Sehnenrupturen können sowohl mit der hochaufgelösten Sonographie als auch mit der kontrastmittelverstärkten MRT nachgewiesen werden. Ziel ist die Lokalisation der Rupturstelle sowie das Ausmaß der Sehnenretraktion nach proximal. Die dynamische Sonographie ermöglicht die Differenzierung einer Reruptur gegenüber der Sehnenscheidenadhäsion , die MRT hat Vorteile in der Diagnostik des Extensorenapparates.

Kollateralbandläsionen

Am Daumengrundgelenk lässt sich die Ruptur des ulnaren Seitenbands („Skidaumen“) mit der hochaufgelösten Sonographie nachweisen, insbesondere gelingt anhand des „Jojo-Zeichens“ der Nachweis einer Stener-Läsion. An den Grundgelenken II bis IV hat die kontrastmittelverstärkte MRT Vorteile gegenüber dem hier schwer durchführbaren Ultraschall.

Skapholunäre Dissoziation

Die statische Dissoziation wird in den Röntgenprojektionen, die dynamische Dissoziation in der Kinematographie und  MRT (direkte Banddarstellung) nachgewiesen. Bei frischen Bandrupturen kommt es zur fokalen Kontrastmittelanreicherung. Die exakte Abgrenzung der einzelnen Bandsegmente gelingt mit der MR-Arthrographie und CT-Arthrographie.

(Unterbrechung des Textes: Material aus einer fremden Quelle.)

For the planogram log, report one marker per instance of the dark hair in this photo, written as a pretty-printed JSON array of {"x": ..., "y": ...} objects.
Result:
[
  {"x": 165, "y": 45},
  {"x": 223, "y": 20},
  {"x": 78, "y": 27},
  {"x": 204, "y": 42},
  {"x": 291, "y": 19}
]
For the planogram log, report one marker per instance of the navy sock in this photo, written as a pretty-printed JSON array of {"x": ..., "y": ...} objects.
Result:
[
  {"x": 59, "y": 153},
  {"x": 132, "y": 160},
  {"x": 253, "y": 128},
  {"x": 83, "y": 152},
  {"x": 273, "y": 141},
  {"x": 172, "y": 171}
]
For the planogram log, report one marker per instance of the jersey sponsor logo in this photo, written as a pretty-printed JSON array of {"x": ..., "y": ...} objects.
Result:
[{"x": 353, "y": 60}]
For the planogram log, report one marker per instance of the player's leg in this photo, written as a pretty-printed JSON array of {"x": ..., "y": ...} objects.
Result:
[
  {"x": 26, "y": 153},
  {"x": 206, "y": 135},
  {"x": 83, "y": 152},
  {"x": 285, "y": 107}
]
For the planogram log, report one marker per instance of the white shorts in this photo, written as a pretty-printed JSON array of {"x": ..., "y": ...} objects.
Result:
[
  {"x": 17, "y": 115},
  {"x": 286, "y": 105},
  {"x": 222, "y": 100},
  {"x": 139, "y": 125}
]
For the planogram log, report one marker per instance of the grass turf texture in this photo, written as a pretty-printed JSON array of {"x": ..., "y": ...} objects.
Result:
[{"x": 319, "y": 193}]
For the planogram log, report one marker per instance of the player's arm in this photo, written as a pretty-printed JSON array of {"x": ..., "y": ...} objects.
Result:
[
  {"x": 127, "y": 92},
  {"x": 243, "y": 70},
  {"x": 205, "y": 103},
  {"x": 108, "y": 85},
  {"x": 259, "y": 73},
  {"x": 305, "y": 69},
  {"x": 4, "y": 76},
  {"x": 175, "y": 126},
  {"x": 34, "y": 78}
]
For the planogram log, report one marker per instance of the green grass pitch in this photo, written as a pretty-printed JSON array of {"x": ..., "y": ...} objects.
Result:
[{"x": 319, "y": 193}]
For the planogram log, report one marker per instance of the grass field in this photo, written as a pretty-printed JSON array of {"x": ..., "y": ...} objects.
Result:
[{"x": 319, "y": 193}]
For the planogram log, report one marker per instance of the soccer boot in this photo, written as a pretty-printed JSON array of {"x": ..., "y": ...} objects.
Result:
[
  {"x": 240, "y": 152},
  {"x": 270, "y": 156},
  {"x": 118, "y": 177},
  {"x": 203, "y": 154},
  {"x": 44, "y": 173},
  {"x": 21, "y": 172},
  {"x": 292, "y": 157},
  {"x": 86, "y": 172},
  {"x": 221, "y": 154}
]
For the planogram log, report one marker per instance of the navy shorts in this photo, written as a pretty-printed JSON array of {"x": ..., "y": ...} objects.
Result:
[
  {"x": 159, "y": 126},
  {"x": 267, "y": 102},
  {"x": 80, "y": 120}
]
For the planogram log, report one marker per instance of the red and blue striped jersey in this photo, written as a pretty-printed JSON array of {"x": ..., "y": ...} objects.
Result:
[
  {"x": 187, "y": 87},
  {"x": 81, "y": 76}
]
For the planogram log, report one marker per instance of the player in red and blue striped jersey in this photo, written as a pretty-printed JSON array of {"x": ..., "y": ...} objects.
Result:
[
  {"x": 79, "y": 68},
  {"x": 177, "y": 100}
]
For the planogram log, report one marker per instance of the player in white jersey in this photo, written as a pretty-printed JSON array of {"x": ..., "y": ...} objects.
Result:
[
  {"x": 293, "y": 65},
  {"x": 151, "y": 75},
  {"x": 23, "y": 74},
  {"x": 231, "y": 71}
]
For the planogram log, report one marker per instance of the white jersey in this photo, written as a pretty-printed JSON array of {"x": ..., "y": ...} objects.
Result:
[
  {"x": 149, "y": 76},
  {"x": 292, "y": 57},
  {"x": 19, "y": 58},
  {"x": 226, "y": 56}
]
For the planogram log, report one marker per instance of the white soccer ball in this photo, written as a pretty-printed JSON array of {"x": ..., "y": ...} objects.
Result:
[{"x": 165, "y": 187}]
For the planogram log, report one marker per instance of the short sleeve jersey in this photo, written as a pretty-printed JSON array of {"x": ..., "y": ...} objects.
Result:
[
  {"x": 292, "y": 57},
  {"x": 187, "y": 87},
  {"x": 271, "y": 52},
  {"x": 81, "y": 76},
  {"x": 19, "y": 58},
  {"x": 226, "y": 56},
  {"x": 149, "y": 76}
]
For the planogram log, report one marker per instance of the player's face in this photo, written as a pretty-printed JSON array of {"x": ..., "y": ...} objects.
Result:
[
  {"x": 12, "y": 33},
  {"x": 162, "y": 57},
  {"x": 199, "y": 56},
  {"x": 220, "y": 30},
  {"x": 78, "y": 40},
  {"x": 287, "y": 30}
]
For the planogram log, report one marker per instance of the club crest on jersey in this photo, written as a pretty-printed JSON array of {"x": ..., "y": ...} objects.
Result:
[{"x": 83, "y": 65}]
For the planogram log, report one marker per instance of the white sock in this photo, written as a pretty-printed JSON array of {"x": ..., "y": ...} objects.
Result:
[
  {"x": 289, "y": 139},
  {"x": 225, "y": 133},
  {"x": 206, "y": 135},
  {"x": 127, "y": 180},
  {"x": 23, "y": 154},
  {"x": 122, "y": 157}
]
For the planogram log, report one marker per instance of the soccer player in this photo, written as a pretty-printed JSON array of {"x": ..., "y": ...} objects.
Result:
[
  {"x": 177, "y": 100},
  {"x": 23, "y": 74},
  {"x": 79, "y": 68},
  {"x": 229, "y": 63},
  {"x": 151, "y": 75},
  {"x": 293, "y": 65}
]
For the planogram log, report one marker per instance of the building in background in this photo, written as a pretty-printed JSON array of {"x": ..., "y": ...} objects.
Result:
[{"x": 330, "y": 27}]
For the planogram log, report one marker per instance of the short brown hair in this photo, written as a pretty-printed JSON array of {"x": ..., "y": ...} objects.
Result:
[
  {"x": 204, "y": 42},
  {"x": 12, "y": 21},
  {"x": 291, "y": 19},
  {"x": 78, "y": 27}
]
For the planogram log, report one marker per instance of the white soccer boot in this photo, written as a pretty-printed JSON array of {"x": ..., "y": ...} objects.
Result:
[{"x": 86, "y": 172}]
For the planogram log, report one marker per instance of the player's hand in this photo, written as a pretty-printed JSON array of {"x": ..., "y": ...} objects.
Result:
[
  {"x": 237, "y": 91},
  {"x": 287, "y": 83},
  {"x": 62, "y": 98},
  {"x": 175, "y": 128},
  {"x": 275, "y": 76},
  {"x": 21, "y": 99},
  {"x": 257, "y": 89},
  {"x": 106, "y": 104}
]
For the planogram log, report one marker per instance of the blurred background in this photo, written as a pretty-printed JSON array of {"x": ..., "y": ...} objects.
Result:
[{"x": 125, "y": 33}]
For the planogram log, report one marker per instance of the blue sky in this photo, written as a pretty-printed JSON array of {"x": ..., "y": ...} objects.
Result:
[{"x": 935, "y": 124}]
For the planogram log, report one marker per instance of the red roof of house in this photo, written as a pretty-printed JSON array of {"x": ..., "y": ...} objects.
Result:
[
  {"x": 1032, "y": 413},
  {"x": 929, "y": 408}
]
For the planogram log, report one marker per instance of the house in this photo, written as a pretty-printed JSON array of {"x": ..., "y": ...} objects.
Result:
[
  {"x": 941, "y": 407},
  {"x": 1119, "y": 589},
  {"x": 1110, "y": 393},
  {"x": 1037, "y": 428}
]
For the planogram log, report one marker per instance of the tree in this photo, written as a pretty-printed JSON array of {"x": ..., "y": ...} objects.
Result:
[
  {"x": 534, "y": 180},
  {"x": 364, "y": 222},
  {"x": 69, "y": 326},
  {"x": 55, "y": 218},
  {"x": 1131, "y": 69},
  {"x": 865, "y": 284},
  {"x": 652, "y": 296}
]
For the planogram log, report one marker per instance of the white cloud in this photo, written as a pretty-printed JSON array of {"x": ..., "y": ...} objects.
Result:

Lunotriquetrale Dissoziation

Die lunotriquetrale Instabilität ist vergleichsweise selten und ist dann häufig mit einer Läsion des ulnokarpalen Komplexes vergesellschaftet. Die statische Form ist durch die PISI-Rotationsfehlstellung gekennzeichnet. Wegen der geringen Bandgröße im Submillimeterbereich erfolgt der direkte Rupturnachweis am besten mit der CT- oder MR-Arthrographie.

Sonstige Instabilitäten

Von Bedeutung ist die radiokarpale und mediokarpale Instabilität sowie die ulnare Translokation. Mittels Kinematographie gelingt die Abgrenzung der lunotriquetralen (dissoziativen) Form gegenüber der mediokarpalen (nichtdissoziativen) Form. Die Schnittbildverfahren sind in der Diagnostik der mediokarpalen Instabilität nicht zielführend.

Läsionen des ulnokarpalen Komplexes (TFCC)

Häufig sind sie Ursache für Beschwerden am ulnarseitigen Handgelenk. Zentrale Läsionen im avaskulären Bereich werden in der hochaufgelösten MRT anhand eines Defekts im Discus ulnocarpalis erkannt, periphere Ligamentrupturen anhand einer fokalen Kontrastmittelaufnahme im akuten und subakuten Stadium. In Zweifelsfällen wird die MR-Arthrographie mit 3D-Datensätzen im Submillimeterbereich durchgeführt.